Esa repetición es la nueva metafísica del mundo. La productividad reemplaza a la trascendencia, la continuidad a la finalidad. Donde antes la vida encontraba su sentido en la relación con lo otro (la tierra, el misterio, el alma), ahora lo encuentra en la posibilidad de seguir funcionando. El programa ha sustituido a la relación. La finalidad última del vivir ha sido traducida a un lenguaje técnico que es eficiente y rentable. La imagen neurótica es inflacionaria.

Bajo el brillo hipnótico de la productividad, el alma ha erigido su propia destrucción.
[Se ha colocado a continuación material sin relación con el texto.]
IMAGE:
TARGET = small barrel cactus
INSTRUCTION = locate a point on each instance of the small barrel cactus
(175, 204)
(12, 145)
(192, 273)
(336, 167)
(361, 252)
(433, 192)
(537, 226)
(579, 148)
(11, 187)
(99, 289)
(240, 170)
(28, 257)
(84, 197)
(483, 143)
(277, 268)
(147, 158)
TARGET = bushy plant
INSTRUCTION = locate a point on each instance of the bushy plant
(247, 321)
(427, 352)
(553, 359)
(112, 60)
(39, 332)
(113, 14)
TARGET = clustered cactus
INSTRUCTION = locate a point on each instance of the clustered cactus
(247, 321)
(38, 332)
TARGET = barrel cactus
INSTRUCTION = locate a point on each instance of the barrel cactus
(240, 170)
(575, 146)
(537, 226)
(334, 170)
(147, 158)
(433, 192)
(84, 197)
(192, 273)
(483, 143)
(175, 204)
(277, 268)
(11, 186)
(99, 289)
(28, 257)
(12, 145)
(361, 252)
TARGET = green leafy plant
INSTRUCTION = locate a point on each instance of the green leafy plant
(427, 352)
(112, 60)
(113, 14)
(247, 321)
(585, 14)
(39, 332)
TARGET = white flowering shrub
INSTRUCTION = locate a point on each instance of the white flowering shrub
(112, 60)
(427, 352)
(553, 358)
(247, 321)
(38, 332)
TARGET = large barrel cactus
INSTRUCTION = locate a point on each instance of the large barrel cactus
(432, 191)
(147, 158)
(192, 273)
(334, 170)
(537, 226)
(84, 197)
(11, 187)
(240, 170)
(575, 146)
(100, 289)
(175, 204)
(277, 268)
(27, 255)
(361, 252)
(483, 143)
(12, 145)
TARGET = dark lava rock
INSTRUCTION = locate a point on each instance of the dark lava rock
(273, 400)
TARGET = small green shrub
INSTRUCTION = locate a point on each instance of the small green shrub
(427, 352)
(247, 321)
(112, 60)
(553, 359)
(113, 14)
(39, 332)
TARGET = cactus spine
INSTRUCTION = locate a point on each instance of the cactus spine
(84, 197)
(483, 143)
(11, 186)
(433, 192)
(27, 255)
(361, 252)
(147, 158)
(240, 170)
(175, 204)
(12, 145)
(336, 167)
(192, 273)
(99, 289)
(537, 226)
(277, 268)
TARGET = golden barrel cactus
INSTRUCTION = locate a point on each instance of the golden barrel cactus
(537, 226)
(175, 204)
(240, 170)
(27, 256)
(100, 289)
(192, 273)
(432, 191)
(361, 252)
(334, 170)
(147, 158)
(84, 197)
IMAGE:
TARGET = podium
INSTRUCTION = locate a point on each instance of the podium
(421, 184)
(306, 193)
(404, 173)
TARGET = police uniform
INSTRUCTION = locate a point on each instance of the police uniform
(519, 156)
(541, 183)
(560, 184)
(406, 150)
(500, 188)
Los mares, ennegrecidos por el desecho de su ambición, devuelven a la costa la espuma del agotamiento; los bosques, antaño morada del misterio y del aliento divino, yacen mutilados como si la tierra misma hubiera sido despojada de su respiración. Las guerras, perpetuadas en nombre del progreso, se repiten como un rito sacrificial que alimenta el movimiento perpetuo del capital, mientras el aire, saturado de humo y ruido, se convierte en la atmósfera natural de una especie que ya no distingue entre vida y residuo.

El mundo del capital no es un accidente ni una desviación moral, es la consumación lógica de un sistema cancerígeno que ha hecho del crecimiento su religión y del desgaste su modo de existir. En el capitalismo, el destino del hombre no es otro que el de contemplar su propia ruina como una extensión de su obra: mares de sangre y polvo, ciudades homogeneizadas, naturaleza convertida en cifra. El espíritu, en su hambre de forma, ha engullido la tierra y los hombres para volverse pura abstracción. En ese vacío (donde el concepto devora al cuerpo y la luz ya no tiene sombra) el hombre contempla su destino: un dios que lo trasciende, hecho a su imagen, un programa que continuará funcionando aún cuando ya no quede nadie para soñarlo.